The inner workings of recombination

For many years, scientists lacked the experimental tools to see how this complex process works. But Hunter has helped complete this picture.

He developed methods to visualize the process of homologous recombination and decipher the precise choreography of molecular events that break DNA and then splice it back together to ensure that each sperm or egg cell gets a full set of chromosomes. He has also shown how some aspects of this process are disrupted by chemicals such as the widely used herbicide atrazine, which may intensify the effects of age-related fertility decline. As women age, their egg cells become more prone to chromosomal errors, increasing the risk of congenital disorders such as Down syndrome, in which a child is born with an extra chromosome 21.
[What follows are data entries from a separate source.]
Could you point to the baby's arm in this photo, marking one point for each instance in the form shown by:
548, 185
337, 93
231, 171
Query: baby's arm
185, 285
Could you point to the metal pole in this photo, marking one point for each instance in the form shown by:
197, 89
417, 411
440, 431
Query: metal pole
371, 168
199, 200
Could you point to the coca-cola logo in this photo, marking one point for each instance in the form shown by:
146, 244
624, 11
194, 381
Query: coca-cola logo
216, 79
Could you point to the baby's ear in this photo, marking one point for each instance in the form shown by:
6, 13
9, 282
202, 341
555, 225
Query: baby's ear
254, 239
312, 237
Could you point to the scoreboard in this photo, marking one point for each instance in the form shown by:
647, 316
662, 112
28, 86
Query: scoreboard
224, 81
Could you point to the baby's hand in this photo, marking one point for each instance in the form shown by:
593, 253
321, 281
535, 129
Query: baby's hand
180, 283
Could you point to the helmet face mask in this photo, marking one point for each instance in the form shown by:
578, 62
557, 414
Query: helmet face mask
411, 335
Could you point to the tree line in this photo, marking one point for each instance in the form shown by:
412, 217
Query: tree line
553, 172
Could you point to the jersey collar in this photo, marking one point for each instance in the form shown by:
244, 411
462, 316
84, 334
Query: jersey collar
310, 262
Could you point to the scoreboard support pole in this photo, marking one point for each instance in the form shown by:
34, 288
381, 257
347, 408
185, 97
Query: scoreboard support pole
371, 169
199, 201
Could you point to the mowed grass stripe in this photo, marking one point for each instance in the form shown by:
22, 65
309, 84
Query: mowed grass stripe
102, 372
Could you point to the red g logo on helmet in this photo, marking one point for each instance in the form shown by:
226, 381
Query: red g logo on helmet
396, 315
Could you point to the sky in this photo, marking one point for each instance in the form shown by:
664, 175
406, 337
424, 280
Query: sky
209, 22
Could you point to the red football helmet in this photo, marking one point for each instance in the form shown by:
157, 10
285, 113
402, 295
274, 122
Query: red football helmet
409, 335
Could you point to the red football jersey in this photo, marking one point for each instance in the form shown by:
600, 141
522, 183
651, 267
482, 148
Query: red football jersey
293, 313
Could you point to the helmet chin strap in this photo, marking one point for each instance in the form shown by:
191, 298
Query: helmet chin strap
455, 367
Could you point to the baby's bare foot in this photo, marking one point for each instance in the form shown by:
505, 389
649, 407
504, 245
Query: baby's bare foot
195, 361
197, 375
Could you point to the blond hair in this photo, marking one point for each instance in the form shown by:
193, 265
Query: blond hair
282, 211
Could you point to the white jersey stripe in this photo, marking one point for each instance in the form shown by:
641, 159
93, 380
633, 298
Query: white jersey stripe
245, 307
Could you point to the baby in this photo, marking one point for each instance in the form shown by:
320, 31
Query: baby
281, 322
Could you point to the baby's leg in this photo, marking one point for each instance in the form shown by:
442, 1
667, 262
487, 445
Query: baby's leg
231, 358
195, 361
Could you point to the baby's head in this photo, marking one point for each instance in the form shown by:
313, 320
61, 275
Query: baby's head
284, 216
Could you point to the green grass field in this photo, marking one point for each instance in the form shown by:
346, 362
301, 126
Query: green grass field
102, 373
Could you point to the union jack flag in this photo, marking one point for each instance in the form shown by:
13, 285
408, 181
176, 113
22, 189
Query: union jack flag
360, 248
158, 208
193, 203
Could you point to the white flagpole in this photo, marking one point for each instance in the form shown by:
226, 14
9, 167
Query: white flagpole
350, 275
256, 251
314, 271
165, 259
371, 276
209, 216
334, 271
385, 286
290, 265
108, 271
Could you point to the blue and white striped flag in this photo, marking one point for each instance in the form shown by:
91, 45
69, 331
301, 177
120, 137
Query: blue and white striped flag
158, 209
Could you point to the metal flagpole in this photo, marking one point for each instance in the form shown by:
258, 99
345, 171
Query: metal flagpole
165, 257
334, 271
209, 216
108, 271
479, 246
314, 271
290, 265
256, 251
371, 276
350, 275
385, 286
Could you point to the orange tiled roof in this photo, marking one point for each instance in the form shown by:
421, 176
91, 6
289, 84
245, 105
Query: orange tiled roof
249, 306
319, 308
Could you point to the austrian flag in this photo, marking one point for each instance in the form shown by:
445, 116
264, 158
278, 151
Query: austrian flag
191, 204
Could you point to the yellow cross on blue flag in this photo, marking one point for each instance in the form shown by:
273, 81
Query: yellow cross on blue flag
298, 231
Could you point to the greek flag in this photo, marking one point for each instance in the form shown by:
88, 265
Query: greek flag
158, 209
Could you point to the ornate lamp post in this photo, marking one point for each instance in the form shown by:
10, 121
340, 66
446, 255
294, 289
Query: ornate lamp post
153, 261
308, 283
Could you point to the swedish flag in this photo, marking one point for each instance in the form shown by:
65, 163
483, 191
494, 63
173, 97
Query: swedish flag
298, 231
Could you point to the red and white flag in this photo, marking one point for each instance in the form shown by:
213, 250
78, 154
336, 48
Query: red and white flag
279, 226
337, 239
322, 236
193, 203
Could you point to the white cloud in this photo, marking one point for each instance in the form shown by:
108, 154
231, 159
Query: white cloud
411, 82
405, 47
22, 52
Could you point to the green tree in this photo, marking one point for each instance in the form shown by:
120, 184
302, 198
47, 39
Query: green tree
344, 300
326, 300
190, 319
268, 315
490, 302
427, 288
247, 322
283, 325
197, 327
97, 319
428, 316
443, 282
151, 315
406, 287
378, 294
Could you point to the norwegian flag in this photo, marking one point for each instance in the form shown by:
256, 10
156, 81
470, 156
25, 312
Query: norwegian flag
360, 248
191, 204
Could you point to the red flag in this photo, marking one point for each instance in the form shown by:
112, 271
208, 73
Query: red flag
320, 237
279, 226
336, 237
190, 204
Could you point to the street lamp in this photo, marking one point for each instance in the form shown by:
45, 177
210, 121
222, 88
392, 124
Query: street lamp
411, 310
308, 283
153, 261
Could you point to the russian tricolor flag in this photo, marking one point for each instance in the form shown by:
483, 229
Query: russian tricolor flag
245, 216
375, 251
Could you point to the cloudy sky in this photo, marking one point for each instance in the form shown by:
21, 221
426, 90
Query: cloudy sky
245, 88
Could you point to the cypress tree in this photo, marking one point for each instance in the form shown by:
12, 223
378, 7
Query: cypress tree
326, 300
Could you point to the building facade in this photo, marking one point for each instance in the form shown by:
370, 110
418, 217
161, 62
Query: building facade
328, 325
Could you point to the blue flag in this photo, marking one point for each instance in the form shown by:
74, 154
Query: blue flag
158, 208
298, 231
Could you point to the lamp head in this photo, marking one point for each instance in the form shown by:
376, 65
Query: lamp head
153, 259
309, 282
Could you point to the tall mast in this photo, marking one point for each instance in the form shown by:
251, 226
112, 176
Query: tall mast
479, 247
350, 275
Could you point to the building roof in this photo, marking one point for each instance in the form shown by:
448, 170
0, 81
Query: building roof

It was for this body of work that Hunter was elected to the Royal Society.

The newly elected members’ “achievements represent the very best of scientific endeavor, from basic discovery to research with real-world impacts across health, technology and policy,” said Sir Adrian Smith, the President of the Royal Society. Founded in London in 1660, it is the world’s oldest continuously operating scientific academy, with Isaac Newton, Albert Einstein and Stephen Hawking among its former members.

Hunter finds all of this profoundly humbling. “To have the top scientists in the world saying that I can join this club — it’s really a great honor,” he said.

Hunter’s research is funded by the National Institutes of Health and the Howard Hughes Medical Institute. His work has also received funding from the American Cancer Society, the Concern Foundation for Cancer Research, and the Damon Runyon Cancer Foundation.

Hunter’s work on homologous recombination uses advanced scientific facilities at the University’s Proteomics Core Facility, MCB Light Microscopy Imaging Facility, Genome Center, Mouse Biology Program, and the Comprehensive Cancer Center.